No país, a taxa de desocupação terminou o ano em 5,6%, também a menor da série histórica, conforme anunciado pelo IBGE no fim de janeiro. A pesquisa considera pessoas com 14 anos ou mais e inclui todas as formas de ocupação, como empregos com ou sem carteira assinada, temporários e trabalho por conta própria.

Segundo o instituto, só é considerada desocupada a pessoa que efetivamente procurou uma vaga nos 30 dias anteriores à pesquisa. Ao todo, 211 mil domicílios foram visitados em todo o país.

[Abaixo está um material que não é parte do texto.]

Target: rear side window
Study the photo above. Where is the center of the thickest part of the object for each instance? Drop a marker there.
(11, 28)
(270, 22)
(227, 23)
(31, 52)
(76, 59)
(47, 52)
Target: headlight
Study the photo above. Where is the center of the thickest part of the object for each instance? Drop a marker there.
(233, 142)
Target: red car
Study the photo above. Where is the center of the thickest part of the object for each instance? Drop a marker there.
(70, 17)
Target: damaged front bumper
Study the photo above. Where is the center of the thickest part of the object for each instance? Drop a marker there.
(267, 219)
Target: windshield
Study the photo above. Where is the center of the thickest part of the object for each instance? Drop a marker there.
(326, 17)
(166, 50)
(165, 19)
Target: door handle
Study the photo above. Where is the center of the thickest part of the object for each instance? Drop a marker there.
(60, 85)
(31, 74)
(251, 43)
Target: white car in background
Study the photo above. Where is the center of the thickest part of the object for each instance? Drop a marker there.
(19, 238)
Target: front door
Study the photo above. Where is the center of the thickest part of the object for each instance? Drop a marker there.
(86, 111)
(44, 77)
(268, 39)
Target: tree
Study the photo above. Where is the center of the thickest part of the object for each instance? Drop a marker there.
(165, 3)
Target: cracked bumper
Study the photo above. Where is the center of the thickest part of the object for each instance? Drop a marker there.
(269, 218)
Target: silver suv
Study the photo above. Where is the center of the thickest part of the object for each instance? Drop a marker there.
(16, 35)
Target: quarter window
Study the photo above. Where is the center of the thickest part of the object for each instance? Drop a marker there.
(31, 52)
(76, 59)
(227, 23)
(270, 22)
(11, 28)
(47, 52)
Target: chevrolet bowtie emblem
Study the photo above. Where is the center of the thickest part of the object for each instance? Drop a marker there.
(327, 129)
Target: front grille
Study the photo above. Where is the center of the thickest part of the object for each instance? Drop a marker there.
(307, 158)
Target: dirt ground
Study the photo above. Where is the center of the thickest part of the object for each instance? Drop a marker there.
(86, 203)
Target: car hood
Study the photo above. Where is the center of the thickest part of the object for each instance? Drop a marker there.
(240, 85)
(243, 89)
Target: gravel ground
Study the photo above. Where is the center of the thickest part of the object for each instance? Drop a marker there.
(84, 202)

Estados com desemprego mínimo histórico

Entre as unidades da federação que registraram taxas históricas estão:

  • Mato Grosso: 2,2%
  • Santa Catarina: 2,3%
  • Mato Grosso do Sul: 3%
  • Espírito Santo: 3,3%
  • Paraná: 3,6%
  • Rio Grande do Sul: 4%
  • Minas Gerais: 4,6%
  • Goiás: 4,6%
  • Tocantins: 4,7%
  • São Paulo: 5%
  • Paraíba: 6%
  • Ceará: 6,5%
  • Pará e Maranhão: 6,8%
  • Distrito Federal: 7,5%
  • Amapá e Sergipe: 7,9%
  • Rio Grande do Norte: 8,1%
  • Amazonas: 8,4%
  • Bahia: 8,7%

Rondônia, embora não tenha apresentado queda na comparação com 2024, fechou o ano com 3,3%, o quarto menor índice do país. O Amazonas manteve 8,4%, repetindo o resultado do ano anterior.

Das 27 unidades da federação, 12 registraram taxas de desemprego abaixo da média nacional e 15 ficaram acima. Os maiores índices estão concentrados em estados do Nordeste.

Informalidade e rendimento

O levantamento do IBGE também mostra desigualdades no mercado de trabalho em relação à informalidade, que afeta direitos como previdência, 13º salário e férias. A média nacional de trabalhadores informais terminou o ano em 38,1%, com destaque para estados das regiões Norte e Nordeste. Entre os mais afetados estão Maranhão (58,7%), Pará (58,5%) e Bahia (52,8%).

Em relação ao rendimento, o Distrito Federal lidera o ranking, com R$ 6.320 de média mensal, seguido por São Paulo (R$ 4.190) e Rio de Janeiro (R$ 4.177). Ao todo, nove estados e o DF fecharam 2025 com rendimentos acima da média nacional, que foi de R$ 3.560.

O analista da pesquisa, William Kratochwill, observa que a mínima histórica em 2025 “decorre do dinamismo observado no mercado de trabalho, impulsionados pelo aumento do rendimento real”.